UberではMirrorMakerを導入したが、徐々にスケーリングの問題が発生して、遅延やデータロスが発生した。主な原因は以下の通り。
- リバランスのコストが高い
- リバランスすると処理が止まってしまい、メッセージが蓄積してリバランス終了後に大量のデータが流れて、consumer側に問題が発生した。
- トピック追加が難しい
- MirrorMakerの対象に含めるかどうかをトピックのホワイトリストで管理しなければならないため、変更の度にリスタートが必要。
- データロスが発生: (過去のバージョンのバグ)
- メタデータの同期
どのように解決したか
- 複数のMirrorMakerクラスターに分割
- レプリケーションにApache Samzaを使用
- Apache HelixベースのKafka consumerを使用
uReplicatorの概観
4つのコンポーネントから成る。
- Helix uReplicator controller
- uReplicator worker
- Helix agent
- topicの変更の通知を受け取り、DynamicKafkaConsumerにトピックとパーティの操作を指示
- DynamicKafkaConsumer
- 高レベルのconsumerの修正で、リバランスをなくし、オンラインでトピックとパーティションの操作を行う仕組みを追加する役割
Reliable Messaging & Tooling
At-Least-Once
高スループットをサポートするために、永続化前にackedしているので、ノードが永続化する前にダウンするとデータロストしてしまう。ログなどの情報はそれでも許容できるが、支払いなどの絶対データロストできないものには不十分。

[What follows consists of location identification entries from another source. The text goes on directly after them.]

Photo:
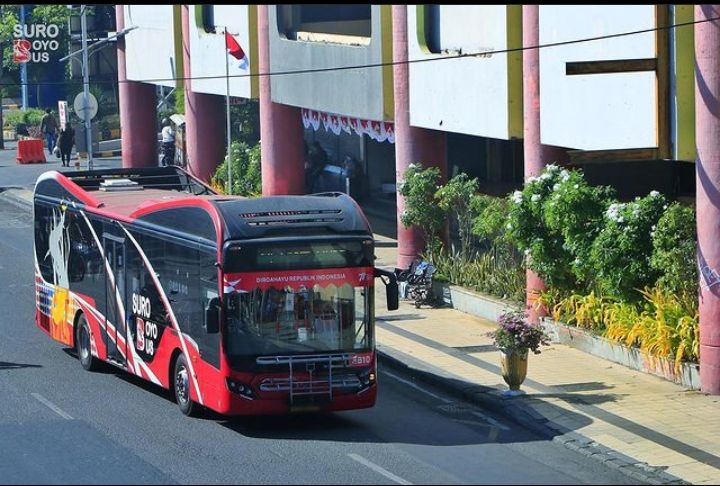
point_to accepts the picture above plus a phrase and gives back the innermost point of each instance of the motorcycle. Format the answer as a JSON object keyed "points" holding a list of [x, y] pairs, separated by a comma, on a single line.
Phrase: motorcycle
{"points": [[167, 154]]}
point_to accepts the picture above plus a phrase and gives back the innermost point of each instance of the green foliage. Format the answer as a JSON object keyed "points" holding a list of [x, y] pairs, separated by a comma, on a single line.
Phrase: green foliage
{"points": [[179, 100], [575, 210], [674, 251], [246, 176], [421, 207], [621, 252], [490, 217], [455, 199], [31, 117], [493, 272], [544, 247], [245, 121]]}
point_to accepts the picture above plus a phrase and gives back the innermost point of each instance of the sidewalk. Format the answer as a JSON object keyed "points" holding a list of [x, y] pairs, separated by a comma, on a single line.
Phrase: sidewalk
{"points": [[635, 422]]}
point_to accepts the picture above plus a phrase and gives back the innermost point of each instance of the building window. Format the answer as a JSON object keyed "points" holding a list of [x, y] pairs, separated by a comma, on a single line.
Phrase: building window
{"points": [[205, 17], [431, 27], [345, 24], [459, 29]]}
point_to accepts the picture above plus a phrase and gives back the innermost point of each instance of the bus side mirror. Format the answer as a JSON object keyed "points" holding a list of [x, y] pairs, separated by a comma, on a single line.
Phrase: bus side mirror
{"points": [[391, 289], [212, 316]]}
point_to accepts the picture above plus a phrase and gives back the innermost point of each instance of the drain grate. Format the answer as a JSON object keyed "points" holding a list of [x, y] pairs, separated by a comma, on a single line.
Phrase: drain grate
{"points": [[484, 348]]}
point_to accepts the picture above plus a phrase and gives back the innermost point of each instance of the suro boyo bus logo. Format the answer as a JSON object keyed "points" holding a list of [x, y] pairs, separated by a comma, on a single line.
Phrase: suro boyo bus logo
{"points": [[40, 40]]}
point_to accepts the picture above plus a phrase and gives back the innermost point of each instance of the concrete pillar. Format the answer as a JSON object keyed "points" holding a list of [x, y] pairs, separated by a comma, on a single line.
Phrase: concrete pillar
{"points": [[412, 145], [281, 129], [204, 118], [707, 139], [138, 114], [536, 155]]}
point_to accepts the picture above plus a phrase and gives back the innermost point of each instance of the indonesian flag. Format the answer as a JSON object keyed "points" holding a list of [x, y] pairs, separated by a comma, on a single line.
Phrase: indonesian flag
{"points": [[236, 51]]}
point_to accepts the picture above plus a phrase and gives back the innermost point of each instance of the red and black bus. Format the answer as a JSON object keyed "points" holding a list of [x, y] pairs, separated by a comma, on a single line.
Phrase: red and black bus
{"points": [[243, 306]]}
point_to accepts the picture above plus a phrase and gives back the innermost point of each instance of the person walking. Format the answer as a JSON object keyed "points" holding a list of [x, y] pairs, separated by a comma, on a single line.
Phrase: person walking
{"points": [[48, 126], [167, 146], [66, 140]]}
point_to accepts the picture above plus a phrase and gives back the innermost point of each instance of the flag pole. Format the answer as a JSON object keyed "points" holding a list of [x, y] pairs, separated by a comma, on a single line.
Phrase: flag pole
{"points": [[227, 103]]}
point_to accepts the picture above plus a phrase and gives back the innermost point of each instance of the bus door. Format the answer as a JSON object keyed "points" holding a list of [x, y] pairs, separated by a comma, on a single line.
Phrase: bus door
{"points": [[116, 299]]}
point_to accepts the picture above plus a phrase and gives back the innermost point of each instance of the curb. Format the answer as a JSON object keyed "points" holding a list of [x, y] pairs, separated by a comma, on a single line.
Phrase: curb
{"points": [[105, 153], [10, 194], [514, 410]]}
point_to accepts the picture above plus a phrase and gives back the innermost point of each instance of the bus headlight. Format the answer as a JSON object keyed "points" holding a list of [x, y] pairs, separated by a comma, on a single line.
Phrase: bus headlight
{"points": [[239, 388]]}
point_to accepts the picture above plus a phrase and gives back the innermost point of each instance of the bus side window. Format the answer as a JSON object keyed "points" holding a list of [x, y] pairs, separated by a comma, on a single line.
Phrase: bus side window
{"points": [[43, 224], [85, 263]]}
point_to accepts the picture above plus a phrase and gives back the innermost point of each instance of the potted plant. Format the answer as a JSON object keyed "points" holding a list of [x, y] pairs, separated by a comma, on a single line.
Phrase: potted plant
{"points": [[515, 337]]}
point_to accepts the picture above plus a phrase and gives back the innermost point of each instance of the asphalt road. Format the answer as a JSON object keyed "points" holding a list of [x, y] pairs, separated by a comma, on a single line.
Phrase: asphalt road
{"points": [[61, 424]]}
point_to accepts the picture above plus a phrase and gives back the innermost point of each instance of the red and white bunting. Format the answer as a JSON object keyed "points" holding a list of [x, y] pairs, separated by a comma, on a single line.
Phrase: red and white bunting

支払いなどは、正規のKafka brokerがackを返すまで待ち、永続化させる。その代わりレイテンシーは大きくなってしまう。
Chaperone (Auditing)
各ステージで10秒のウィンドウ時間ごとに、Chaproneという内製ツールにauditを保存し、ステージ毎の差分を見て、データロストが発生していないかを監視する。
概要
4つのコンポーネントから成る。
- AuditLibrary
- auditのアルゴリズム、定期的に10分のwindowごとに集計して結果をメッセージとして出力する。
- Kafka Rest ProxyやKafka brokerにメッセージを渡す。
- ChaperoneService
- Kafkaからメッセージをconsumeして、auditのためにタイムスタンプを保存する
- 定期的に、あるKafkaのトピックにauditメッセージを生成する
- ChaperoneCollector
- ChaperoneServiceの生成したauditメッセージを取得してDBに保存する
- そのDBからダッシュボードを表示して、遅延やデータロスが発生していないか確認できる
- WebService
- webフロントエンドで、UIから簡単にメトリクスを確認できる
設計要件
- 各メッセージを漏れなく重複なく(exactly once)数える
- メッセージにUUIDを付与し、Kafkaに送信する前にWALに永続化させる。Kafkaからackが返ってきたらdoneのステータスに更新する。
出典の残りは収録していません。